Friday 5 December 2008

In My View

Thousand Mutinies


The abiding television image of the 60-hour ordeal in Mumbai during the last week of November would be the one featuring BJP’s leader Gopinath Munde. Almost as soon as the siege at the city’s Nariman House ended by the commandos of the country’s elite National Security Guards (NSG), Munde was seen sauntering down the lane leading up to the House with a puffed up chest and his even more protruding gut.


This was while his BJP fellow travelers had already gathered at the entrance of the building – even before the NSG authorities had declared the official closure of the operation – and were seen cheering the NSG personnel in a style reminiscent of the cricket grounds. It seemed from their demeanour that the NSG men had not just completed a multi-hour, life-and-death contest, but had won a mere one-day cricket match. Such were the signs of the times.


A section of the Delhi intellectuals believe that India’s nation-building exercise is over; only its state-building project is continuing. Message from the events of the past week has been that project is actually regressing. Gopinath Munde and his BJP cohorts reflected on the nature of the dysfunctional Indian State.


This is the state that could not protect its own shorelines, even though they had been amply made aware of its lack of security. Indian Coast Guards failed to apprehend a rogue fishing trawler in its own territorial waters even as its elder cousin, the Indian Navy was thumping its chest after drowning a pirate boat in international waters off the coast of North Africa. They were declaring the Indian coming-of-age as a maritime power, albeit as an US surrogate. Clearly, they spoke out-of-turn.

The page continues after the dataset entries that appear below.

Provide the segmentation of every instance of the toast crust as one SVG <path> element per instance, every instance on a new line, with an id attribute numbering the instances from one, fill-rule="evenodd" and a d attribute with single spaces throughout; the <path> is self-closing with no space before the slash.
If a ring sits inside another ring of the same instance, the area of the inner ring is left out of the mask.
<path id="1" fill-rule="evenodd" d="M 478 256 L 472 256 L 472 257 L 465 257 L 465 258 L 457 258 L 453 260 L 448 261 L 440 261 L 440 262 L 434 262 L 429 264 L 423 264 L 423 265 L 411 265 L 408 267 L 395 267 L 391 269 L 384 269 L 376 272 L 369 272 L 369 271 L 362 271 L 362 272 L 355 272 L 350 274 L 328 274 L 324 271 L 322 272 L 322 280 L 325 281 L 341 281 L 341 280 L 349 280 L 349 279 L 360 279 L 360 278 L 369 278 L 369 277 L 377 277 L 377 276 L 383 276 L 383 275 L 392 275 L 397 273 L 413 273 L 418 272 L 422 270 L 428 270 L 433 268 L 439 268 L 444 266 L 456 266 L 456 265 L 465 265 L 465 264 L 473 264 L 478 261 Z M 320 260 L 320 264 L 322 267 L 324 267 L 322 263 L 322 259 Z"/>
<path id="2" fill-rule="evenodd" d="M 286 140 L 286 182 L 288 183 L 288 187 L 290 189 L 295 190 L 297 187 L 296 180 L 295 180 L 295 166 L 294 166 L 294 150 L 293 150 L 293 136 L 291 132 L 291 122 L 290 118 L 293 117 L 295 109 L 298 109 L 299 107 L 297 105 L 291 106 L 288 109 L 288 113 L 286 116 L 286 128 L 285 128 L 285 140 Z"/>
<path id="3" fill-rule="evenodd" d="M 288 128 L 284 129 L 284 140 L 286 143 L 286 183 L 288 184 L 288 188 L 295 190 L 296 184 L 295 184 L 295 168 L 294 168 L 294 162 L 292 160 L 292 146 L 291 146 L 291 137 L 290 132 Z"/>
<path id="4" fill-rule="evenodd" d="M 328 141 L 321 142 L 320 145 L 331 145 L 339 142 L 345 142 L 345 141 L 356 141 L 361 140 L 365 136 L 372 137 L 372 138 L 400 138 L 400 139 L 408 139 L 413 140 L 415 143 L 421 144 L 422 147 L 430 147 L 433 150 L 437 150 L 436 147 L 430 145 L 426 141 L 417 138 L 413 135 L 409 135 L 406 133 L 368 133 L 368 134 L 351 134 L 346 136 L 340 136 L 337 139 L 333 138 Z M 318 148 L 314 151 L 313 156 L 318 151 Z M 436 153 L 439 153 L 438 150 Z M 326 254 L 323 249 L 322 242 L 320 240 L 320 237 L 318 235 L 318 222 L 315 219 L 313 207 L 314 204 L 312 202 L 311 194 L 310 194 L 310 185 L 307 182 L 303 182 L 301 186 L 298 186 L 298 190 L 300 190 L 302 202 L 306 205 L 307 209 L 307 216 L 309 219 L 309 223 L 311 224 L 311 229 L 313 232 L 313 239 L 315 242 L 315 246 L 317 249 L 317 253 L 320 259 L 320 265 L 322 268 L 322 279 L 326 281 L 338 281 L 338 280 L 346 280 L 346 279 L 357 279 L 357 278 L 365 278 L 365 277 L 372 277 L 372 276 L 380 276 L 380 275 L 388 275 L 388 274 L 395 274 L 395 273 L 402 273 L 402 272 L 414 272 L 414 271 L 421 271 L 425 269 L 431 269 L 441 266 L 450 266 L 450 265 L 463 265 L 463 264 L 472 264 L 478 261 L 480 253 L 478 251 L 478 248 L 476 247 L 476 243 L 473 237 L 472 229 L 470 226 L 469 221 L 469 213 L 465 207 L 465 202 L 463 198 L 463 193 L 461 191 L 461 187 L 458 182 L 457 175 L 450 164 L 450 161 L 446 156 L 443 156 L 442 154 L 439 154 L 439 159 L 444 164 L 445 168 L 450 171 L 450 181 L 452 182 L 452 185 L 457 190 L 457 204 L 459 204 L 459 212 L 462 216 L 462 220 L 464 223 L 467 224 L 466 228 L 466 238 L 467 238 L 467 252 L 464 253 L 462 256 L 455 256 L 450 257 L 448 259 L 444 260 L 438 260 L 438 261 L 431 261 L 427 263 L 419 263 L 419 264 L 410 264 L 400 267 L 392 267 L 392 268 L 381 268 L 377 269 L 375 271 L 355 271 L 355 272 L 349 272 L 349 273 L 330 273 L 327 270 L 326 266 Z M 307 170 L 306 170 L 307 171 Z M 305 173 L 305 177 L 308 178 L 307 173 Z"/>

Signs of a failing state were evident in each stage of the operation too. The terrorists who attacked the Taj Mahal hotel in the city had detailed floor plans of the building, but reportedly our NSG group did not have one in their possession.

Having a terrain map is the first maxim of any military operation in any ground.

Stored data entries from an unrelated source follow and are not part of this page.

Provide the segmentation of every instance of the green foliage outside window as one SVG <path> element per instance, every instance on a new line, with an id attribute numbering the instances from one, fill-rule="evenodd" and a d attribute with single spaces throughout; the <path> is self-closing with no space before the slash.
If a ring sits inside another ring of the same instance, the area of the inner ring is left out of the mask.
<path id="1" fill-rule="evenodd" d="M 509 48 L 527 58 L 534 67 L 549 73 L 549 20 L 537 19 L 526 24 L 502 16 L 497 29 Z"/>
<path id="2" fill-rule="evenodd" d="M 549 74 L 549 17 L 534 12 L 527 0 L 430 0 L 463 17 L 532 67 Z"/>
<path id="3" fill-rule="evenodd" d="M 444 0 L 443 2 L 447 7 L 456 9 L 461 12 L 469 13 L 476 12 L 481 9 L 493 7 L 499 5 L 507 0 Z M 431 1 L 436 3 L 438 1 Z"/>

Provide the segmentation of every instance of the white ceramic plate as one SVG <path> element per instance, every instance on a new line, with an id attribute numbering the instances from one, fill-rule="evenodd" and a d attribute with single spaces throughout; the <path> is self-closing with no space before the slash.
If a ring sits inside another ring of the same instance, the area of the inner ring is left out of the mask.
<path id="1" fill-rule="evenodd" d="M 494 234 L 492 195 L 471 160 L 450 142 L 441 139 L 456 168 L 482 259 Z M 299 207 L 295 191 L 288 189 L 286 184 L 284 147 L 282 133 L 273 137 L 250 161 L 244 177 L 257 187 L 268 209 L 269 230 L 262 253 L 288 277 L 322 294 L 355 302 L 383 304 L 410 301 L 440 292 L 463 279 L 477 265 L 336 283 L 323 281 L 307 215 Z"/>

Add to that the fact, that the country’s only quick reaction force could be inducted into the battle grounds before nine hours had elapsed after the first bullet was fired because it did not have a dedicated transport of its own. They did not have any clue about how many terrorists they were confronting or about their armaments.

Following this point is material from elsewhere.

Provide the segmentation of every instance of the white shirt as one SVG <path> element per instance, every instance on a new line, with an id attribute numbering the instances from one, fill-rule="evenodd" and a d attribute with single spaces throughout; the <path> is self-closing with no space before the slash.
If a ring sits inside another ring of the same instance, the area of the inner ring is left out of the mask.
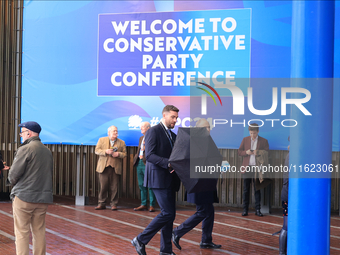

The list goes on. On the first day of the three days and three nights of murder and mayhem, the central government could finally find an official spokesperson who could filter the information and present it credibly to the public. That man, a special secretary of the Ministry of Home Affairs, looked natty in an expensive suit and jacket (following in the footsteps of his sartorially accomplished minister). But by the second day, he was at least two news cycles behind with his information. He read out a cable from the NSG about the death toll at the Oberoi hotel that had already been upstaged by briefers on the ground, two hours ago. All he could accomplish after his tenure in front of the cameras was to promise the correspondents that he would “SMSing” the relevant information after the press conference got over.


The prime minister of the country rent the air waves in the evening on 27 November, 2008 with what was hoped to be a stirring message of resoluteness in the face of adversity. What the nationally televised address by Manmohan Singh ended up doing was to show the world how uninspiring and barren a leader could be.


This piece is about the dysfunctional nature of the Indian state. It has to be said that when the Congress-led United Progressive Alliance (UPA) had come to power four years ago, it did seem that they had got the message part right in the battle against terrorism and militancy. Possibly under the guidance of such gray eminences like MK Narayanan, the UPA had then said terrorism notches up successes when there was disaffection in the society. This was not just a subject of sharply focussed security policies but a function of social policies too. On many occasions in the past four years, they were able to stave off disaster from happening by better policing.


That UPA view had challenged the ruling American theology on the subject. The same held that Islam was antithetical to modern civilisational values, thus needs to be confronted as an enemy in every turn. This securocentric view created a notion of Us and Them that vitiated the global ideational milieu.


But somewhere down the line, the UPA government too lost the plot. Its current vilification of the Pakistan government might detract attention from its own omissions and commissions – besides creating a war-like, jaw-jaw confrontation with the neighbour which might serve the electoral prospects of the Congress party – but it would do little to deter future terror attacks.


The latter needs a far more wide-ranging plan of developing a well resourced and coordinated mechanism for anti-terror operations. It would also require diplomatic prowess of a very high order to create an international atmosphere of active cooperation between nations for information gathering and sharing. It would require jettisoning the current Indian notion of beating any competition in the money-making game; but instead generate common resources that could be shared for welfare of all.


Ultimately, when the society will be less monetised, the basic human values that Thomas Hobbes had ignored in his observations, would arise to confront bestiality.